Засим последовала пауза, по самые клецки напоенная эротическими возможностями.
Джейк заерзал. Странно, однако он чувствовал на себе ответственность за ситуацию. Не вполне уютное чувство, ибо Джейк был брезглив насчет ответственности так же, как и насчет обязательств. Он предпочитал думать, что все случается само, а он тут ни здесь, ни там, а между прочим.
В духовке времени подрумянилась еще одна булочка.
– Ну что, четко, – выдавил Торкиль. – Чужие, значит?
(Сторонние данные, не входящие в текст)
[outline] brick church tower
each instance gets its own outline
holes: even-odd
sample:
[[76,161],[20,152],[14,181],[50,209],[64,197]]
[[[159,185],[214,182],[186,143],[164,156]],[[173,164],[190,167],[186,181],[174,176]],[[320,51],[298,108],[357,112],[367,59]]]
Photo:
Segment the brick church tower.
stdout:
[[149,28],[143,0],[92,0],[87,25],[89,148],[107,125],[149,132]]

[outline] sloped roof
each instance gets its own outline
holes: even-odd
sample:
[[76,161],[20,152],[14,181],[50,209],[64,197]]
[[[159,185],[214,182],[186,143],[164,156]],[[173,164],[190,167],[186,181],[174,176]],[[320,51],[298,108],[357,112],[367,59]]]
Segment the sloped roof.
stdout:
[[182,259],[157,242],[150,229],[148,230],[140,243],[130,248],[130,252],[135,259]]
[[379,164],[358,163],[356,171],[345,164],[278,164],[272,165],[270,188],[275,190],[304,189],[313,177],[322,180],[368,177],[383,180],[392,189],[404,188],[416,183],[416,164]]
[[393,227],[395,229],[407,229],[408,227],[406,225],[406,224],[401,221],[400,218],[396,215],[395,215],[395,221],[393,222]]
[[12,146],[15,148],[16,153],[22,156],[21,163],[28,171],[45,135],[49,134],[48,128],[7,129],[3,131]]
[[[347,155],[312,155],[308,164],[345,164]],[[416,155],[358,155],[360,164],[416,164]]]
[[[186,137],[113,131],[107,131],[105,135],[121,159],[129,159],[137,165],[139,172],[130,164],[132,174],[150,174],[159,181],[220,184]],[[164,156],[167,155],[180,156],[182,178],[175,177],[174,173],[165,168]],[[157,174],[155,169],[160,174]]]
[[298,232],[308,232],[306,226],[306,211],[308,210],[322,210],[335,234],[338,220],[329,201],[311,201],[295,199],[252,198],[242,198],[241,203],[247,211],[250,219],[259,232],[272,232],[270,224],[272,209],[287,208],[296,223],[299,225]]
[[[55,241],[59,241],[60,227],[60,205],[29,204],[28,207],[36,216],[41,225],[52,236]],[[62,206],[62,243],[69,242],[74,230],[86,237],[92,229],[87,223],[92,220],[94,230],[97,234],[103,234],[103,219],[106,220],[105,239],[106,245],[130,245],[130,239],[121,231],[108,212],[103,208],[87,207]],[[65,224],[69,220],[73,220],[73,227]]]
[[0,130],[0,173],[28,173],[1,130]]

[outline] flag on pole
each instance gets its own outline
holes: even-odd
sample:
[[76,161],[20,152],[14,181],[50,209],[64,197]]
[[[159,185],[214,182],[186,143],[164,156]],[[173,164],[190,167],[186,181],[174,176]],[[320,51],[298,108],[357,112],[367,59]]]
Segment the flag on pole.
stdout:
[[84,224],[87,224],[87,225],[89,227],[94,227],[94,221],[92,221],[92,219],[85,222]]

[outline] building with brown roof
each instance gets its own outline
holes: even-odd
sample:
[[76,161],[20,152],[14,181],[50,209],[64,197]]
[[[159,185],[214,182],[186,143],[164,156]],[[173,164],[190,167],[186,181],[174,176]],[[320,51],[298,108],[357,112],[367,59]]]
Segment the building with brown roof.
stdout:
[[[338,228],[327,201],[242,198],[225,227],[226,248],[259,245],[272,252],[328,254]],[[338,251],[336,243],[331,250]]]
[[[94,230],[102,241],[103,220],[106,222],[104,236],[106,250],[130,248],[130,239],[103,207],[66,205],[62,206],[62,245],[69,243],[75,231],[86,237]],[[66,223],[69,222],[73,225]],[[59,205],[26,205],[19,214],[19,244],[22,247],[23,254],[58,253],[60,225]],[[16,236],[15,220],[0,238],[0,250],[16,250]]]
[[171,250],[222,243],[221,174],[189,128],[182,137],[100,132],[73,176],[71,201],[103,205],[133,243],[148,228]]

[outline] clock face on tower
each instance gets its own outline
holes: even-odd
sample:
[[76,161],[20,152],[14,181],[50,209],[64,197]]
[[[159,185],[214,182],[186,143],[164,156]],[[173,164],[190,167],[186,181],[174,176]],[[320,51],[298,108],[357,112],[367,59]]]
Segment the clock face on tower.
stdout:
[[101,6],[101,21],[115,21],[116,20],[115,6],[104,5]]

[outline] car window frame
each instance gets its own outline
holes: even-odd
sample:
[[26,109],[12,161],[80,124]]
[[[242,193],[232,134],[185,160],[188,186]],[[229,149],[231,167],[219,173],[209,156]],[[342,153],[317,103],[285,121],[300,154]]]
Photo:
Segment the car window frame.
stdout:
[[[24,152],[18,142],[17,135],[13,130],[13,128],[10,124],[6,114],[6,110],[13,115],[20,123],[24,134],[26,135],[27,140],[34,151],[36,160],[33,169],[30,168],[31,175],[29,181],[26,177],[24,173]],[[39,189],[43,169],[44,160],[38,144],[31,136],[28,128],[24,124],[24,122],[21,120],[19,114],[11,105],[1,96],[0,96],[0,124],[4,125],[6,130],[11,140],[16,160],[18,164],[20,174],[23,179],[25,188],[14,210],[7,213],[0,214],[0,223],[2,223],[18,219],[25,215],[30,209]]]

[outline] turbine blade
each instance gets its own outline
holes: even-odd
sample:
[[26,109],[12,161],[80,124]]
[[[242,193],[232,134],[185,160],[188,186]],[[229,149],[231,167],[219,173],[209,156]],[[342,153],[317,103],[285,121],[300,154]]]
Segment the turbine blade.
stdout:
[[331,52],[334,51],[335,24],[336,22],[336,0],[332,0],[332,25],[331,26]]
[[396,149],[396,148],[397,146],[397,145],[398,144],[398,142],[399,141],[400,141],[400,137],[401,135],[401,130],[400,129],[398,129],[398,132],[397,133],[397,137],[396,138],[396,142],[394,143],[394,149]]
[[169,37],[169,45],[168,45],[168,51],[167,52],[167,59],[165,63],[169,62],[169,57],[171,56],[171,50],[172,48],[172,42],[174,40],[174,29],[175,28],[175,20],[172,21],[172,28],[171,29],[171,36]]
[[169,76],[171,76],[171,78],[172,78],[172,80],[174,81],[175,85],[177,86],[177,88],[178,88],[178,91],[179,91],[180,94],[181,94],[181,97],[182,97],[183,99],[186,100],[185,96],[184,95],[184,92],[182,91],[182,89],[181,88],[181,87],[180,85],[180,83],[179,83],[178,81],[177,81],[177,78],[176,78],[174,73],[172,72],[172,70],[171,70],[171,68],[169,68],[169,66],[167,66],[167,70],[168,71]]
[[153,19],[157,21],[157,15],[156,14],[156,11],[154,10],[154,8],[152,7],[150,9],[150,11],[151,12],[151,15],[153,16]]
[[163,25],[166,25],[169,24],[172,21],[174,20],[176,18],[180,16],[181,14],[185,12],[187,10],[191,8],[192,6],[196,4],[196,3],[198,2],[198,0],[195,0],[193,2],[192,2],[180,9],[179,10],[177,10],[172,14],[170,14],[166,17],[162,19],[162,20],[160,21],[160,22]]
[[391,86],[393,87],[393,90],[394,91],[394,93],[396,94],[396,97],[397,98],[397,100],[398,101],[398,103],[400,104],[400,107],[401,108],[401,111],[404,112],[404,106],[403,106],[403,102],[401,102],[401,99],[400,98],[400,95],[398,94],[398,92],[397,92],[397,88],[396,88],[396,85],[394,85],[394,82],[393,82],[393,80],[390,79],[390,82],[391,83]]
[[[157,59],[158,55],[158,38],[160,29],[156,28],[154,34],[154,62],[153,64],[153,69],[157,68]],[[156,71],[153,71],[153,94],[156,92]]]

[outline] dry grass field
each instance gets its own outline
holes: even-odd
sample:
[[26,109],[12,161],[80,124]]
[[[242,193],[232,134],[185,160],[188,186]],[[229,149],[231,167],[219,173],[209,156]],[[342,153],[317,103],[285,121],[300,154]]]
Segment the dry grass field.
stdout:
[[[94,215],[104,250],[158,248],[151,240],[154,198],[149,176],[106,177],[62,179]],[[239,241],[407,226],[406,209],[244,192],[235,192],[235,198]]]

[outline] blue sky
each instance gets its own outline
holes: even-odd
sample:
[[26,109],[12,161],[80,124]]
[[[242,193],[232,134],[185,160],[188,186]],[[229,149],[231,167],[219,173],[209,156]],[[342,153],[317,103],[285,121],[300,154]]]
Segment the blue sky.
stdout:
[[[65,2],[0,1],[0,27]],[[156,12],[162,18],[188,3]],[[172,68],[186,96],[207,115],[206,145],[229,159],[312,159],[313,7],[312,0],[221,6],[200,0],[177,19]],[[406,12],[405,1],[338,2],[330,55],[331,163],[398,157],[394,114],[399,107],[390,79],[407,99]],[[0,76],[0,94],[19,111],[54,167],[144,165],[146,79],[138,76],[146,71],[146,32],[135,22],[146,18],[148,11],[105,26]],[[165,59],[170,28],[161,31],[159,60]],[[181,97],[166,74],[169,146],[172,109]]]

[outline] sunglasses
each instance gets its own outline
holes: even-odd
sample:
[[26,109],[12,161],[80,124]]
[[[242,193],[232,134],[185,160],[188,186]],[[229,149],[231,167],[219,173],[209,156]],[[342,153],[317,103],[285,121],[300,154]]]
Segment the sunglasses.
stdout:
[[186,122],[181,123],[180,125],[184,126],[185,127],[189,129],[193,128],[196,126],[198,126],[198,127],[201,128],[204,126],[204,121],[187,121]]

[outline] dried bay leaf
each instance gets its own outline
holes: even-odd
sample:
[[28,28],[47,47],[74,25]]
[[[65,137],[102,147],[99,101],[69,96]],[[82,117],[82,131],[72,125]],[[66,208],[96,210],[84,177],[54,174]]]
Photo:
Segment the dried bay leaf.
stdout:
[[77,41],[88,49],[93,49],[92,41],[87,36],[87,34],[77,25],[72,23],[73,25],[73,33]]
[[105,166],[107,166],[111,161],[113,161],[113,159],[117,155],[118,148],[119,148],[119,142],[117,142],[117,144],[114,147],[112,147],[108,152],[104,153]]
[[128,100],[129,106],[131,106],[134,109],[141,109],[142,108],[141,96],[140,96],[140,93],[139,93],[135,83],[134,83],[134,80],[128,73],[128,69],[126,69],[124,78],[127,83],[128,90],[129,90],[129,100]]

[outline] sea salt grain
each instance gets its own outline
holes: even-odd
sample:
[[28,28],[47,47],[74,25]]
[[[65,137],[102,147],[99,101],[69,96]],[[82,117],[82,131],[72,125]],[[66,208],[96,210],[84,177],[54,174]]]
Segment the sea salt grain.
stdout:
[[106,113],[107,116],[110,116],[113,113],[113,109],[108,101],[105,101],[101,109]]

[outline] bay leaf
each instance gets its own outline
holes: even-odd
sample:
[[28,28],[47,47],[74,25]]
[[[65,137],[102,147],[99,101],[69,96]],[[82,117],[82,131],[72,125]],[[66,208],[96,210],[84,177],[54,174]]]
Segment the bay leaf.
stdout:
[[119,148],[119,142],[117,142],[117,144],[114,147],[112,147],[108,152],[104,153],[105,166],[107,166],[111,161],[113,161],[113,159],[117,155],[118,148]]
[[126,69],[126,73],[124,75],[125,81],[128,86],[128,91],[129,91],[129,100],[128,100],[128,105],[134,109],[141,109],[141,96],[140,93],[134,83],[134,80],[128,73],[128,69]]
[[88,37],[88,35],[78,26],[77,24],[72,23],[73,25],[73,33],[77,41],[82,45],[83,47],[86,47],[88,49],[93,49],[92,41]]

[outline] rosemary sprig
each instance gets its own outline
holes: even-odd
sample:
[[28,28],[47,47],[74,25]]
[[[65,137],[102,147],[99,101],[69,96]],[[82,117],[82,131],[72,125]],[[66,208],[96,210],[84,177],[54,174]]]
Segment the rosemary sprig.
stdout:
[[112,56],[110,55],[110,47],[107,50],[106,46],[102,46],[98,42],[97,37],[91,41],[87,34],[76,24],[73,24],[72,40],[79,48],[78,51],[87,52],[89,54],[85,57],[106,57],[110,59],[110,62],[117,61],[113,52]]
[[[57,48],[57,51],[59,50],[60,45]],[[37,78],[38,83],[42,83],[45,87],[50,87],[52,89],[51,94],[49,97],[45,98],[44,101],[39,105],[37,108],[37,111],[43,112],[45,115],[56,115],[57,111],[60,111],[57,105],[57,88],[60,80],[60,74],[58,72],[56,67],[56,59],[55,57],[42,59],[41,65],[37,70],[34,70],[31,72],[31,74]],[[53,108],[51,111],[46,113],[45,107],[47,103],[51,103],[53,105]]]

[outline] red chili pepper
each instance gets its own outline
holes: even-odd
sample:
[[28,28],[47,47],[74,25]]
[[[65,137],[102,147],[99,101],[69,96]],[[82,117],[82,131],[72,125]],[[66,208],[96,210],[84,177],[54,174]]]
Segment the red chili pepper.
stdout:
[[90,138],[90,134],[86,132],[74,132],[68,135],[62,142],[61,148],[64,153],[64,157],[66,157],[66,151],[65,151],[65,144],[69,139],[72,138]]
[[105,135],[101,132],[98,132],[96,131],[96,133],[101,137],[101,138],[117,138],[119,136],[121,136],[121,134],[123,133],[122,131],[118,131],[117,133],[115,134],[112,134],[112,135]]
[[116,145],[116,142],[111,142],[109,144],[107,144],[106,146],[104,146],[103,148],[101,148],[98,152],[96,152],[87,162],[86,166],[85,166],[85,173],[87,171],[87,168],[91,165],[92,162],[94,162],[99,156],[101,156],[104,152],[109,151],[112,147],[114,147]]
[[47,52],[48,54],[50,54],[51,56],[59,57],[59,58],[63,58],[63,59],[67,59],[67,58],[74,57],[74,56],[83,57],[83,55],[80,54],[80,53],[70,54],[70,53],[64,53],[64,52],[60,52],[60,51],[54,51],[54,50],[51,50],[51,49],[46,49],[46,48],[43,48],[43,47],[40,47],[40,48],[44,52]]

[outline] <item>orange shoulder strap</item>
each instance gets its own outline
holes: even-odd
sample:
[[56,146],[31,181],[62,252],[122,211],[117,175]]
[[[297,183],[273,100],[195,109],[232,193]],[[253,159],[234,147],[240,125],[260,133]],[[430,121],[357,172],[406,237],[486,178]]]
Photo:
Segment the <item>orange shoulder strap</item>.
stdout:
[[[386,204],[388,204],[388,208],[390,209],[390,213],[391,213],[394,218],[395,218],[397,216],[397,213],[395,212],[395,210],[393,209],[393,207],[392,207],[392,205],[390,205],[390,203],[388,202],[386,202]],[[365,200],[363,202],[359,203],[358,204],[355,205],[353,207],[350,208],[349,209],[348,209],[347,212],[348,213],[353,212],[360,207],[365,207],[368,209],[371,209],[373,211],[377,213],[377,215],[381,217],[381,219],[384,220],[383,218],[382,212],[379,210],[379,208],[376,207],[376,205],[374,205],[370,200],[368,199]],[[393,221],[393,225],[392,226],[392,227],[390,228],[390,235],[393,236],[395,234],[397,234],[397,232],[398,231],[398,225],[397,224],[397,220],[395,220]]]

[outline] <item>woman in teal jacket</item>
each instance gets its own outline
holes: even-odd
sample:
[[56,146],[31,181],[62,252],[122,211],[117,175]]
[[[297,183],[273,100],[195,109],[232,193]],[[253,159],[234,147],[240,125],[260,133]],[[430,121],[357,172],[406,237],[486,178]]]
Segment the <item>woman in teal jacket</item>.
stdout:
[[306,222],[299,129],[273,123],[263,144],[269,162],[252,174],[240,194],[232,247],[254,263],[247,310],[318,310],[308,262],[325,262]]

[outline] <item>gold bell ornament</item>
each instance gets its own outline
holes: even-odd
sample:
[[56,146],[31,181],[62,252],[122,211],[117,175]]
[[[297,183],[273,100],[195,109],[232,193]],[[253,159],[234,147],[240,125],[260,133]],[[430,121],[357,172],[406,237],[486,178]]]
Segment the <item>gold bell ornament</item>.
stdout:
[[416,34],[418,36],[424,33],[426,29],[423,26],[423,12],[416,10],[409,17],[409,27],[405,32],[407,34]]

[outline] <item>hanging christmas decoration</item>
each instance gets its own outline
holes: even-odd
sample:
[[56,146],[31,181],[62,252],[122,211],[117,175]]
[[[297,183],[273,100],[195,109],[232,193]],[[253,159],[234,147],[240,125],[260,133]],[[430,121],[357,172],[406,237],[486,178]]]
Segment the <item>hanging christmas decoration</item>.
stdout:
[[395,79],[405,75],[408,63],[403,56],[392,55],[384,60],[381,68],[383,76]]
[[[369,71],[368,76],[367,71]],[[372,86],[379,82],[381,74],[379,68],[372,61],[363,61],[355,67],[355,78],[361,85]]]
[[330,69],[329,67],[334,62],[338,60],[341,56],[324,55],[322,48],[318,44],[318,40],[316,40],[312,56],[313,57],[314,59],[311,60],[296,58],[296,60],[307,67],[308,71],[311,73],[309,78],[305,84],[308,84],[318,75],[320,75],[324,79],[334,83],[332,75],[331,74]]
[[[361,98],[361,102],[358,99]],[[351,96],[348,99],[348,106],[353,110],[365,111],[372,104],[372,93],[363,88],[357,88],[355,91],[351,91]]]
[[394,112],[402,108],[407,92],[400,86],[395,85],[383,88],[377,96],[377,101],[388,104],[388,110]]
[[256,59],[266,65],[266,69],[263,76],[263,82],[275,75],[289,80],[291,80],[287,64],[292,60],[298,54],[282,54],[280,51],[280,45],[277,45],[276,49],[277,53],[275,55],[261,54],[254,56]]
Бэби кивнула. Она тоже не рассчитывала, будто ответственность или обязательства ее привлекут. Чем бы ни были. Судя по всему, они – как это самое, как его там, ну да – эти самые отношения. То есть – не очень рокенролльно, как ни верти. Слишком много слогов, во-первых. Она показала на компакт-диск-плейер.
– Мне нравится музыка, – дружелюбно заметила она.
– Да? – сказал Джейк, необъяснимо возгордившись, будто сам был к ней причастен.
– Полностью. Потому мы и здесь.
– Здесь? В этом доме? Из-за "Трех"? – Джейк был в замешательстве. Не говоря уже об отказе.
– На этой планете. Из-за рокенролла.
– Четко! – сказал Тристрам. Рыжая что – облизывается на него? Возмутительно. А возмутительность в девчонках Тристрам обожал. У него просто глаза разбегались.
Пупсик тем временем приглядывалась к Сатурне и Небе. Вот кого она бы назвала Объектами Похищения. Ням-ням.